For the second confirmatory study, all the samples were processed using the same method and were directly injected onto the same MS instrument at a flow rate of 10 μl/min, using a standard sprayer having an inner diameter of 120 μm. The microbore needle had previously been blocked on several occasions; therefore, a larger bore needle was used here to eliminate that problem. The increased flow rate and shorter run times kept the TIC, peak list, and abundances comparable to the initial study. All the other parameters were kept identical. All the potential significant markers from the initial discovery set were reanalyzed for their performance in the second confirmation set using Student’s t-test.

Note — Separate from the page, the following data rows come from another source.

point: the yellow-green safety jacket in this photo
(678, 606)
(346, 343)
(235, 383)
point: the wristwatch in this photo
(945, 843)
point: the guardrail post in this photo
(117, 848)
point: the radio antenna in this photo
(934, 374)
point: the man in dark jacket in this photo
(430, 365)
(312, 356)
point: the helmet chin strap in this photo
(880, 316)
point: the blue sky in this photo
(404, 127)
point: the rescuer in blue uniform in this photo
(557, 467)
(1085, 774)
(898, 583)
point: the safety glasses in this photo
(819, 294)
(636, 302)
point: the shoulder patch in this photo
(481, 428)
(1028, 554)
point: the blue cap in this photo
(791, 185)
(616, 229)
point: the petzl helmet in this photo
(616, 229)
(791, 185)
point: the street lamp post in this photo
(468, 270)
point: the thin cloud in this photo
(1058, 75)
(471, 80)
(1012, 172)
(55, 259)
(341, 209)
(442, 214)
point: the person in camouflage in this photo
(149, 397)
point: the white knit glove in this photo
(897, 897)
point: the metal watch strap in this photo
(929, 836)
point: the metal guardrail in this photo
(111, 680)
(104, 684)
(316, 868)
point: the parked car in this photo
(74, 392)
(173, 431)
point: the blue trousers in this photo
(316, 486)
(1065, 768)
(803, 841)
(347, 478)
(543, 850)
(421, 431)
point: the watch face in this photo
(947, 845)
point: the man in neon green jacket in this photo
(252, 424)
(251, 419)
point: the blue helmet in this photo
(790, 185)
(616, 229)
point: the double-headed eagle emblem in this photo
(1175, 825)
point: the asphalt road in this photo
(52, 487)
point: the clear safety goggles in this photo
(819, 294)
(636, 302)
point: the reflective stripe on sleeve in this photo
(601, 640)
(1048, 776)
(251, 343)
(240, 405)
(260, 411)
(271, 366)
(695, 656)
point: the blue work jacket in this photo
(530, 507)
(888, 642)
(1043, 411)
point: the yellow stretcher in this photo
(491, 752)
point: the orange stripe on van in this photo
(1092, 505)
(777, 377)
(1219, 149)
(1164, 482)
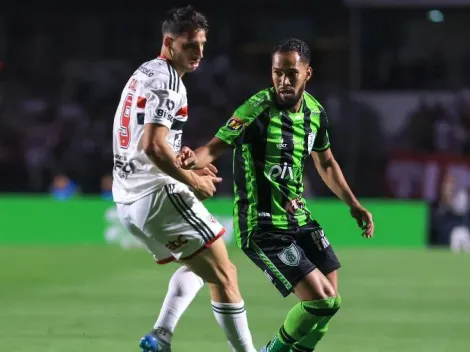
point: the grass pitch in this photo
(80, 299)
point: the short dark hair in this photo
(294, 44)
(183, 19)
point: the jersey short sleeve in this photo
(243, 116)
(162, 103)
(322, 140)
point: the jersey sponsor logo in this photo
(290, 255)
(320, 239)
(177, 243)
(146, 71)
(283, 172)
(281, 144)
(133, 85)
(293, 205)
(311, 141)
(141, 102)
(123, 168)
(235, 123)
(182, 112)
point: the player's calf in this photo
(215, 268)
(317, 306)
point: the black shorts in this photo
(287, 256)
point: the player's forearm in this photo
(164, 157)
(204, 157)
(333, 177)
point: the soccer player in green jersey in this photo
(272, 134)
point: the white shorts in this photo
(171, 222)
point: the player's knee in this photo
(226, 282)
(329, 291)
(227, 275)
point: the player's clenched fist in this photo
(205, 187)
(186, 158)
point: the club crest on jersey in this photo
(290, 255)
(235, 124)
(311, 140)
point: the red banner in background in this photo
(419, 176)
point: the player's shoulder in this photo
(312, 103)
(252, 107)
(159, 73)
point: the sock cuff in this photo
(228, 305)
(321, 307)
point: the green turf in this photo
(102, 299)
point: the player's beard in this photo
(290, 101)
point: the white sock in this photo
(232, 319)
(182, 289)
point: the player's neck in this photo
(165, 55)
(296, 107)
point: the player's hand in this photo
(205, 187)
(209, 170)
(364, 220)
(186, 158)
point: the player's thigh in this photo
(317, 248)
(181, 223)
(279, 257)
(132, 217)
(213, 265)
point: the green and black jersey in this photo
(270, 149)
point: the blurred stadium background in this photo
(394, 77)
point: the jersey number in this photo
(124, 131)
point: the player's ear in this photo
(167, 40)
(309, 73)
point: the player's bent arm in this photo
(331, 174)
(207, 154)
(156, 147)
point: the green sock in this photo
(300, 321)
(311, 340)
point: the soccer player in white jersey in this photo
(158, 202)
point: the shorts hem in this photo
(206, 245)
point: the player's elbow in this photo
(153, 150)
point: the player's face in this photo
(188, 49)
(290, 75)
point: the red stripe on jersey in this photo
(183, 112)
(141, 101)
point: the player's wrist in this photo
(194, 180)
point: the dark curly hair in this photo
(183, 19)
(293, 44)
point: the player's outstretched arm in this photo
(156, 147)
(331, 174)
(202, 156)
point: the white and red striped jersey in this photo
(153, 94)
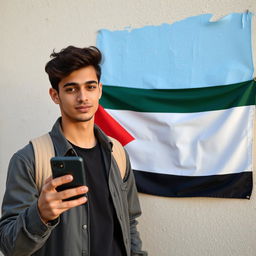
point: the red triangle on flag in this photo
(111, 127)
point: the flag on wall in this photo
(181, 99)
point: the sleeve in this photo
(21, 230)
(134, 210)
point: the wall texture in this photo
(31, 29)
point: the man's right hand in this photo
(50, 202)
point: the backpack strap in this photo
(44, 151)
(119, 155)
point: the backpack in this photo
(44, 151)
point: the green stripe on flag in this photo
(179, 100)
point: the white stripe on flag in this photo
(190, 144)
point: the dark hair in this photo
(70, 59)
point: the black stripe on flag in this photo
(238, 185)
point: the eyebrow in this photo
(76, 84)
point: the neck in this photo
(80, 134)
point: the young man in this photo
(43, 223)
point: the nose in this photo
(82, 96)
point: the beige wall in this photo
(30, 29)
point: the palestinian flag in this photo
(187, 134)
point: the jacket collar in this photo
(63, 147)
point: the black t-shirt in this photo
(105, 231)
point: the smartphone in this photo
(69, 165)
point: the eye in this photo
(70, 89)
(91, 87)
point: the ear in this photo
(54, 95)
(100, 88)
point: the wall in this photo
(30, 29)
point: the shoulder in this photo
(23, 160)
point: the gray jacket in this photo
(23, 233)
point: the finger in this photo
(48, 179)
(65, 205)
(54, 183)
(65, 194)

After candidate biomarkers were found and confirmed significant by ESI-TOF MS, MS2 was performed to fragment and characterize all validated biomarkers. Lipid markers were fragmented using a QSTAR Pulsar 1 quadrupole (Sciex, Framingham, MA) and an Agilent 6530 Q-TOF MS (Agilent, Santa Clara, CA), as needed, in the positive ion mode. For the QSTAR, samples were injected directly at a flow rate of 2 μl/min. The capillary voltage was set to 4,200 V. The selection of the mass range targeted for fragmentation depended upon the m/z of the precursor ion with a spectral acquisition rate of 1 spectrum/s. Declustering and focusing potentials were set to 65 and 290 V, respectively. Nitrogen and/or argon gas was used for collisionally induced fragmentation. Multiple fragmentation energies were employed to obtain the most complete fragmentation possible. MS2 spectra were collected for 2 min and the multi-channel analyzer function was turned on, resulting in summation of all 120 MS2 spectra together, thus increasing the signal-to-noise ratio.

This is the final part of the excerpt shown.